Sure, software patents protect small developers. That's why Carmack's Reverse is patented by 3DLabs (who John Carmack doesn't work for, and received royalties from Doom 3 sales), one-click ordering is patented by one of the online auction giants, and is why we're seeing elements of standard computing operations being patented on a weekly basis.
How does the patenting of the components and standard processes of computing protect the small developers if the small developers are no longer allowed to freely develop?
> If you are a lone programmer (or a small independent group) who comes up with
> something that you need to make money out of, patents genuinely help you.
Copyright helps me, having to do a patent search for every 15 lines of code helps nobody!
> that does not mean the spirit of software patents is wrong.
The spirit of software patents? Some things were excluded from patent protection for a good reason, math, literature and computer software included!
Its your representatives. If they are willing to get bought out by corporations that is your problem.
Yeah, a shame that these so called "representatives" aren't even elected, so they don't even answer to the citizens of the countries they "represent". Don't you find it odd that the elected portion of the EU repeatedly turned down software patents while these "representatives" are going full steam ahead?
the groupthink here won't allow me to expound on that, so I won't bother.
To counter groupthink, you'd have to first think, but most of the people who blindly defend software patents fail to do that.
What do you think will happen if this EU directive passes, and countries that previously did not accept software patents are forced to accept patents from those countries that do?
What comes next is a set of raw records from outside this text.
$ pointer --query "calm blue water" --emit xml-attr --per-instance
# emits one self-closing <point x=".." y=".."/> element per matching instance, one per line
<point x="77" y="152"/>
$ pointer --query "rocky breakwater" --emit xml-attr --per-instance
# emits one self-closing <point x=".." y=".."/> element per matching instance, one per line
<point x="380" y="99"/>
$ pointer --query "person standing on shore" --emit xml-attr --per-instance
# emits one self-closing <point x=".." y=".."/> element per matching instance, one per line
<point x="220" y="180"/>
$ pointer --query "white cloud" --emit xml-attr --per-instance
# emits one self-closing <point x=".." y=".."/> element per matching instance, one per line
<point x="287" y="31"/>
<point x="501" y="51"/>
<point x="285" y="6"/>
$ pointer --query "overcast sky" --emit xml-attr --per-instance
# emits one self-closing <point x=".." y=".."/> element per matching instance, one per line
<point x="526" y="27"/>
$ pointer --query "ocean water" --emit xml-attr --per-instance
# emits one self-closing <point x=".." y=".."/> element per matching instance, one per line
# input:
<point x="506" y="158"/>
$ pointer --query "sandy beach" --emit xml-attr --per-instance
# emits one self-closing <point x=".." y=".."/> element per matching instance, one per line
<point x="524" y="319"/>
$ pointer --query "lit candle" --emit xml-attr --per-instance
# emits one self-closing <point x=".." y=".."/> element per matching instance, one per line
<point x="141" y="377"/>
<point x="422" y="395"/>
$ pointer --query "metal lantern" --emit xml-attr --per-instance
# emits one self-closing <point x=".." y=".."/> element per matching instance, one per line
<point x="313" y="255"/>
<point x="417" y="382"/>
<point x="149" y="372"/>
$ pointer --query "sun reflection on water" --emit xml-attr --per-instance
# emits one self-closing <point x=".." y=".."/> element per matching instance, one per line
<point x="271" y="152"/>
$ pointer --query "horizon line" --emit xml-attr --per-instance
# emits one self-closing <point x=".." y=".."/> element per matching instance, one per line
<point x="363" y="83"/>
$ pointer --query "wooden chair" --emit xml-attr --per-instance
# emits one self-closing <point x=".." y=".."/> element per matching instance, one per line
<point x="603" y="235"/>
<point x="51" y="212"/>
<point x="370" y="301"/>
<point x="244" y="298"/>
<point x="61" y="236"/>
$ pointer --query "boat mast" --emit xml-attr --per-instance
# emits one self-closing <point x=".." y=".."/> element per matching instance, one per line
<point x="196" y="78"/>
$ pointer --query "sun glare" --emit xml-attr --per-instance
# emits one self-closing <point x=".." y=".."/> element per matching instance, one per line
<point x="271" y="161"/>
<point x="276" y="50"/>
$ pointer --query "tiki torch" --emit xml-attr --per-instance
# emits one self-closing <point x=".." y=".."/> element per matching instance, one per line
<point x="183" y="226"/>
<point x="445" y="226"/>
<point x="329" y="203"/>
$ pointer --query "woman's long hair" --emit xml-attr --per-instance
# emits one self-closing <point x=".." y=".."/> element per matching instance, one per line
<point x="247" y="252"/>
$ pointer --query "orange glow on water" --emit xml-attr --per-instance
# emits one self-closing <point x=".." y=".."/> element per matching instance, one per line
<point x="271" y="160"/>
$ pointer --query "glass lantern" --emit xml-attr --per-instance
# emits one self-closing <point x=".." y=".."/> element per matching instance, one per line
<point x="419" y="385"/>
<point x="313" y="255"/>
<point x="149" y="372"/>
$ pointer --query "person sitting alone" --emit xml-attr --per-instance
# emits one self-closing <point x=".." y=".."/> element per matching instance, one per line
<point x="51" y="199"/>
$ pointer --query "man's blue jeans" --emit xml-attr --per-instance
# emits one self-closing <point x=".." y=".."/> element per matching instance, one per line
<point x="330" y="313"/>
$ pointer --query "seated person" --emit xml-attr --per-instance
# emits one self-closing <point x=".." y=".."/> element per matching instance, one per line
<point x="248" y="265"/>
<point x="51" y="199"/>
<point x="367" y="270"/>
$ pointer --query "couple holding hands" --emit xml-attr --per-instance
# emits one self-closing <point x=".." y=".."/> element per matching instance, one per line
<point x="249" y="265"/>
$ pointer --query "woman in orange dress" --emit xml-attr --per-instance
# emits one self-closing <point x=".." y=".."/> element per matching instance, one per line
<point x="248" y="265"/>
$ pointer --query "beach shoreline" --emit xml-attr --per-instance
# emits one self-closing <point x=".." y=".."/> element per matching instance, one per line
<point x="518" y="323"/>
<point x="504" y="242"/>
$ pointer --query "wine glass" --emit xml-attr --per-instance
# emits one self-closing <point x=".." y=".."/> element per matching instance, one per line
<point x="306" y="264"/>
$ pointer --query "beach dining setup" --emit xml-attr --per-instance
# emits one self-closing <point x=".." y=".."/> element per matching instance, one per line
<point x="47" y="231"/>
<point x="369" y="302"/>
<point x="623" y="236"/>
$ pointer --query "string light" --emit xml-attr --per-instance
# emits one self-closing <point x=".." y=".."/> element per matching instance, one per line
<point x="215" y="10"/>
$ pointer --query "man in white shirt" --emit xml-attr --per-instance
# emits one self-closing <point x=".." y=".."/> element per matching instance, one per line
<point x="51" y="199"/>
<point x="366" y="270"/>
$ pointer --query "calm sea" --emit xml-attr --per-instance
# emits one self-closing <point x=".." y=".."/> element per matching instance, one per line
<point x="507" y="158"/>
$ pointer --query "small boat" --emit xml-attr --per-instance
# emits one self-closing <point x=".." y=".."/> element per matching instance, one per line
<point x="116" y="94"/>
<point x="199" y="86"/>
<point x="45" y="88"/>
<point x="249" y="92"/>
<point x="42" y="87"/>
You ARE aware that software patents are allowed in some countries, and that the EU is acting in its capacity to "smooth out" legal differences to facilitate trade right? Just wanted to make sure you're not spouting off bullshit about things you have no clue about. So what happens when your 5-year-old product meets the 2-year-old patent that suddenly materializes from another country where they didn't care about your software as prior art?
Before you bitch and whine about groupthink, note that this post has nothing to do with goodness or badness of patents, or abuse of the patent system or anything, it simply points out that the change in patent law will allow companies in countries with patents to wake up one day and crush everyone else.
If I have been able to see further than others, it is because I bought a pair of binoculars.